Indipendentemente dal NUE 112, la presenza di troppi numeri di emergenza – e di troppe sale operative - sul territorio nazionale, oltre a confermare l’incidenza di pressioni corporative a difesa di una pretesa autonomia soprattutto delle forze dell’ordine, risulta particolarmente dispendiosa e poco funzionale per i cittadini che non possono contare su un solo ed unico numero telefonico per segnalare immediatamente situazioni di pericolo e di emergenza
L’ultima di copertina del calendario 2023 riporta i numeri telefonici utili da tenere a portata di mano. Sono nove e partono dallo storico 113, “soccorso pubblico di emergenza”. Sono pochi? No. Sono una spesa?

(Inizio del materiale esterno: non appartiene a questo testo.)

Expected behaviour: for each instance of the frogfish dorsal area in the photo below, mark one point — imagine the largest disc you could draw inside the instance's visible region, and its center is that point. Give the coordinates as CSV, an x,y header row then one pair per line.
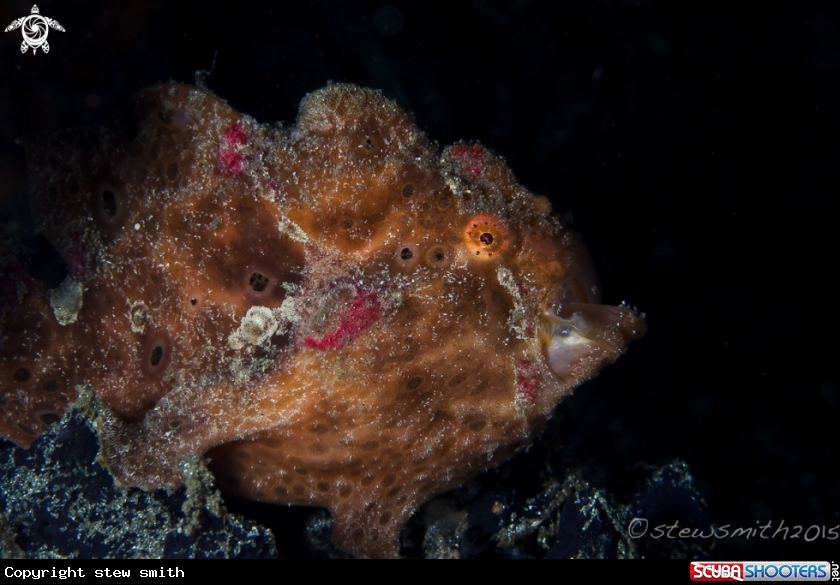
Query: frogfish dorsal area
x,y
335,312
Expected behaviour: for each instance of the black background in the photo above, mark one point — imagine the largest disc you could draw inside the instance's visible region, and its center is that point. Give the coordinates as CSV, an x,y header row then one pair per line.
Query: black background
x,y
696,146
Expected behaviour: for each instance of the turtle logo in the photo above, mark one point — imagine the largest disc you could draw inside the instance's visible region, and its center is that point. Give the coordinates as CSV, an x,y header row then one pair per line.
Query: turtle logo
x,y
35,28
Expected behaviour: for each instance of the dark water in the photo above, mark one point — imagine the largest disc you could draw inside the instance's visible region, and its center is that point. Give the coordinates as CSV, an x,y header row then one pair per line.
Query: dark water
x,y
695,145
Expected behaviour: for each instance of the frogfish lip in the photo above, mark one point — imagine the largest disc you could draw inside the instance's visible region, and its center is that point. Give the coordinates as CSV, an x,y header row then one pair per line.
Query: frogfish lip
x,y
579,335
578,339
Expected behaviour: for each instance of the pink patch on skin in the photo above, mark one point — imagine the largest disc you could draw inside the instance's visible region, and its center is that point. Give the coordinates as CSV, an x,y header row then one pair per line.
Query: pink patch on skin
x,y
528,380
363,310
230,159
471,158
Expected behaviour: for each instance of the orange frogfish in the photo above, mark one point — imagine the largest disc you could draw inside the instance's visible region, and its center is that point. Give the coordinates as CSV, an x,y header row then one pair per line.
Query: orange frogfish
x,y
334,313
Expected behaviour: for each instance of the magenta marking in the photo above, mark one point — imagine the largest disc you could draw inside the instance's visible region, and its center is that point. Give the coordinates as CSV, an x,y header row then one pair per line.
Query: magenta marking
x,y
363,310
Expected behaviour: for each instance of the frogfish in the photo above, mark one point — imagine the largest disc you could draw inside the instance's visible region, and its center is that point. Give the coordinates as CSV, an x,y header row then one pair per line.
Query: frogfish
x,y
334,313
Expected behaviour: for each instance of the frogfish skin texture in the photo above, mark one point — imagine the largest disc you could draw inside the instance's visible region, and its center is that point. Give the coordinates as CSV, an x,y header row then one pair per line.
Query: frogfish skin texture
x,y
335,313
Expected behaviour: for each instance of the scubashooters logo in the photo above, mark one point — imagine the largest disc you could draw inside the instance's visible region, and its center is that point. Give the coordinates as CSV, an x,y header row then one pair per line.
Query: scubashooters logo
x,y
761,571
35,29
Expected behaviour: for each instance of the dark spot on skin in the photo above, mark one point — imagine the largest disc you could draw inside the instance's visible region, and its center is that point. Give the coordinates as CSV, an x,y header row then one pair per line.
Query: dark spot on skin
x,y
258,282
109,203
477,425
52,385
457,380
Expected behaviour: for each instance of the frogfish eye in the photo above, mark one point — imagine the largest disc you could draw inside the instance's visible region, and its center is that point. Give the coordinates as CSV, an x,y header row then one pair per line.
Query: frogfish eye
x,y
486,236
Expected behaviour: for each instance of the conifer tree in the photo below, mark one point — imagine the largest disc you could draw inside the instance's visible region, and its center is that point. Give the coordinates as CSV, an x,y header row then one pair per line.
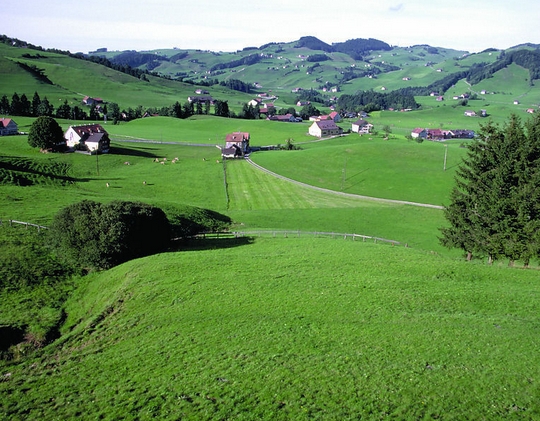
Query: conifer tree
x,y
494,209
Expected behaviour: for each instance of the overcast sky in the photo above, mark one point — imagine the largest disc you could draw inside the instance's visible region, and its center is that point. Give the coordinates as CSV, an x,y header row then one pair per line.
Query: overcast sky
x,y
230,25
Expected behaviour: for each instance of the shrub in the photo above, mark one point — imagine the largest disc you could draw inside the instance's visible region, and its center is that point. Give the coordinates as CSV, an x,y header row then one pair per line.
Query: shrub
x,y
100,236
45,133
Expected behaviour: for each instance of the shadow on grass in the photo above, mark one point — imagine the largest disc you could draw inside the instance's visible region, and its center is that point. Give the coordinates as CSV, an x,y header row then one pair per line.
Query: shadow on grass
x,y
140,152
209,244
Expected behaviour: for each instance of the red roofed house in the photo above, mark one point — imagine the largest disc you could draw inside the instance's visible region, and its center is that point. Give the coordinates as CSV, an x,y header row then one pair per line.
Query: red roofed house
x,y
8,127
89,137
91,101
361,126
334,116
236,145
324,128
419,133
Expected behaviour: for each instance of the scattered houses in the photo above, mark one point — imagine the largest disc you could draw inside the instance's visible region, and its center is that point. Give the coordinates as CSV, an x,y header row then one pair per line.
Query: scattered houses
x,y
324,128
200,99
441,135
8,127
362,127
90,138
288,118
92,101
419,133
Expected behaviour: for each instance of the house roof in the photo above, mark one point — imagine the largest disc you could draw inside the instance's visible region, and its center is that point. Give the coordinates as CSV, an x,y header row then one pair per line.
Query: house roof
x,y
237,137
360,122
5,121
326,124
88,130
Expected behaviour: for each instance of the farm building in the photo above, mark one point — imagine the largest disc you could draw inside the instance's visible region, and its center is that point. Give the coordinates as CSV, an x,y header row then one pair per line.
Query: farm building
x,y
89,138
92,101
8,127
361,126
324,128
236,145
419,133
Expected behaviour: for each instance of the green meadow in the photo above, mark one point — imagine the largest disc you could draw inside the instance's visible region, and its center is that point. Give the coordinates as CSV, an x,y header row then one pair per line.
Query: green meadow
x,y
292,319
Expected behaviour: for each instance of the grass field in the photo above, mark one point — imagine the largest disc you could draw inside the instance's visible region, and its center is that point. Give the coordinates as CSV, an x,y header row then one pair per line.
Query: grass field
x,y
289,329
271,327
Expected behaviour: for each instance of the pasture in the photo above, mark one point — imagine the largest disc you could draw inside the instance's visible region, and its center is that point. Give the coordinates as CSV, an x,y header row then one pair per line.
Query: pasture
x,y
286,328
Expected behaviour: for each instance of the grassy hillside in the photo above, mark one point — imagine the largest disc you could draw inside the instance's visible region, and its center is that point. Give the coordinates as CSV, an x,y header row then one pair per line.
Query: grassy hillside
x,y
330,329
276,326
73,79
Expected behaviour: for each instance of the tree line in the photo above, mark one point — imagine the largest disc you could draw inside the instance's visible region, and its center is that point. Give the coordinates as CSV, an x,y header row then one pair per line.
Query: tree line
x,y
373,101
494,208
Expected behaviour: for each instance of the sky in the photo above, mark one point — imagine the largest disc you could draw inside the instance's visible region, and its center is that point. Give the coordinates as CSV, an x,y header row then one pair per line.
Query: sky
x,y
231,25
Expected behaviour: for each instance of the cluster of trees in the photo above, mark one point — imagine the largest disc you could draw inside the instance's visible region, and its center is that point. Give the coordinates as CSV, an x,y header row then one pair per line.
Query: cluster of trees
x,y
236,85
356,48
45,133
244,61
495,206
373,101
188,109
100,236
97,235
529,59
22,106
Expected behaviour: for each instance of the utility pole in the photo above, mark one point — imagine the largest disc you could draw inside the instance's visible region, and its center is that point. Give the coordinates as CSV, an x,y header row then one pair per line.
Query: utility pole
x,y
445,155
344,173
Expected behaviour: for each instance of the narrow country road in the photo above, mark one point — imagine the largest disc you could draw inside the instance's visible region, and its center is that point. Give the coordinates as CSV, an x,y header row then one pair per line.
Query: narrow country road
x,y
357,196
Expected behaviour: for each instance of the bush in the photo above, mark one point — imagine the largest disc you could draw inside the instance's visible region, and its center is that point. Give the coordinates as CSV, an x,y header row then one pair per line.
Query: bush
x,y
100,236
45,133
187,221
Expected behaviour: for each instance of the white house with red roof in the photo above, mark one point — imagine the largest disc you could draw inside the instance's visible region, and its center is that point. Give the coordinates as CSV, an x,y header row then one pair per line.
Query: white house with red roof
x,y
361,127
419,133
8,127
236,145
324,128
89,137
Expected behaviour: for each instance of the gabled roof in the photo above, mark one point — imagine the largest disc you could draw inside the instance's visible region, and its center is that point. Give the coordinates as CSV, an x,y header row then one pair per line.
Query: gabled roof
x,y
326,124
360,122
5,122
237,137
88,130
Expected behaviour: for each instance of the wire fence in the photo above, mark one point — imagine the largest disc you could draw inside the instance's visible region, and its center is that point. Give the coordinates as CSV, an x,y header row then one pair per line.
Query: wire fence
x,y
298,234
256,233
11,222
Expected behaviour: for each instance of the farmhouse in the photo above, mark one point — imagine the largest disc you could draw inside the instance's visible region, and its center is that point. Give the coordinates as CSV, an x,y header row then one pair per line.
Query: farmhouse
x,y
236,145
419,133
324,128
361,126
8,127
91,138
289,118
201,98
92,101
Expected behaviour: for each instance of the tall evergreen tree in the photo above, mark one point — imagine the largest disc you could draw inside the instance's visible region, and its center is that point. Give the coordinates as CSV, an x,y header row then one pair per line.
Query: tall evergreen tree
x,y
36,101
494,208
4,105
15,108
26,106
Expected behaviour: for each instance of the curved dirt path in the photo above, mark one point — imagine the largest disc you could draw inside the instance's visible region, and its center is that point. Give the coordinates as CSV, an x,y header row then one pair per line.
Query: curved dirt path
x,y
357,196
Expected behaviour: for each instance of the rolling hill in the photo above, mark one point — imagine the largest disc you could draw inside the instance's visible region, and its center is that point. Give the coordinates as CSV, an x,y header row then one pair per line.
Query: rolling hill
x,y
291,320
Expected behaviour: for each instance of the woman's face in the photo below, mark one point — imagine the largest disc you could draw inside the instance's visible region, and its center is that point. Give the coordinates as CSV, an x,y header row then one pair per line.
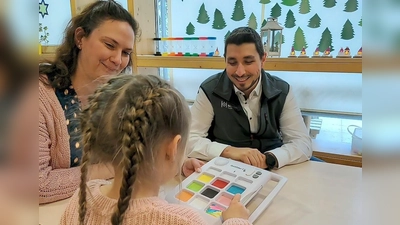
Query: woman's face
x,y
107,50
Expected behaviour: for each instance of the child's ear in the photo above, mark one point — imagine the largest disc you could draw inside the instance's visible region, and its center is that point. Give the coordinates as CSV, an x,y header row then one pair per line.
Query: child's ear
x,y
172,149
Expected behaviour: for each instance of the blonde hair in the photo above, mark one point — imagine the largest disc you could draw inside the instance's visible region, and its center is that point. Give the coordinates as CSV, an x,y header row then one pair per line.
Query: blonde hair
x,y
126,120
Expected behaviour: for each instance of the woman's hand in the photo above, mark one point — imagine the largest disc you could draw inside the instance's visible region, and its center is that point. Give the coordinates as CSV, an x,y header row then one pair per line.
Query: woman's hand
x,y
191,165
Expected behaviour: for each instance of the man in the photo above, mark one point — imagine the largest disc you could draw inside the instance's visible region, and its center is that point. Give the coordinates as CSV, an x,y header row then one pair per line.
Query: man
x,y
245,113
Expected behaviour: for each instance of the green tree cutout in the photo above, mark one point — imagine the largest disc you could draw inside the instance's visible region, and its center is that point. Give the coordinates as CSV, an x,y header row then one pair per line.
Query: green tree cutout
x,y
329,3
299,40
238,12
190,29
203,15
278,36
305,7
314,21
326,41
252,21
276,11
347,31
289,2
290,21
351,6
219,21
227,35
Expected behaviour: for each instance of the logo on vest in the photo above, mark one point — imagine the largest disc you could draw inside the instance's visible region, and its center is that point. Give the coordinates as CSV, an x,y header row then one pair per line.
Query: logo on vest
x,y
225,105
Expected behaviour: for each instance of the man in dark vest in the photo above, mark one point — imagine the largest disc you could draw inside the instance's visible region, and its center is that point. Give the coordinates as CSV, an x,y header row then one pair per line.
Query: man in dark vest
x,y
246,114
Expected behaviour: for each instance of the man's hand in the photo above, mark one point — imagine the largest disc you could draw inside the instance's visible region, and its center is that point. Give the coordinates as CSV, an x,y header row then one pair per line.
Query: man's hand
x,y
249,156
191,165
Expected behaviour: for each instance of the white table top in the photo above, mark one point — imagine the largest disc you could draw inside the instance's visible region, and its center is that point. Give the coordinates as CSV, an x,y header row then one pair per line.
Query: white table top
x,y
315,193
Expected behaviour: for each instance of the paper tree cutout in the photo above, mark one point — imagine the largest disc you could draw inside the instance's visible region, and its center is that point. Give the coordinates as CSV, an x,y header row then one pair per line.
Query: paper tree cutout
x,y
304,7
359,53
329,3
326,40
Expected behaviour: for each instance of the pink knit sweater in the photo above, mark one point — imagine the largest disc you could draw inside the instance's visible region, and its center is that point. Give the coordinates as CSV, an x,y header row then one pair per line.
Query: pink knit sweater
x,y
57,180
144,211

Sì.
Ecco, la spesa, anzi le spese. In molti, forse troppi, sostengono che «la sicurezza non ha prezzo». Nulla di più falso. La sicurezza ha un prezzo, ed è questo il motivo principale per cui, negli anni Duemila, Dicasteri e Corte dei Conti abbiano sfornato pagine e pagine di cifre e dati sui costi dell’apparato che, in Italia, è deputato a gestire la sicurezza pubblica.
Un primo accenno lo si ritrova nel Libro verde sulla spesa pubblica, edito dal Ministero dell’Economia e delle Finanze nel 2007, nella parte dedicata alla giustizia e in quella al pubblico impiego, ma i lavori ad hoc si devono alla Sezione centrale del controllo sulla gestione delle Amministrazioni centrali dello Stato della Corte dei Conti sulla “Polizia di prossimità” (2009), sulla Polizia penitenziaria (2012), sull’operazione “Strade sicure” (2013) e del ministro per i Rapporti con il Parlamento delegato per il programma di Governo. Quest’ultimo, nella sua Analisi di alcuni settori di spesa pubblica pubblicato nel marzo del 2013, ha dedicato 7 dei suoi 13 capitoli alle spese della Polizia di Stato, dell’Arma dei carabinieri, del Corpo nazionale dei Vigili del fuoco, delle Capitanerie di porto, delle Prefetture e del Viminale nel suo complesso.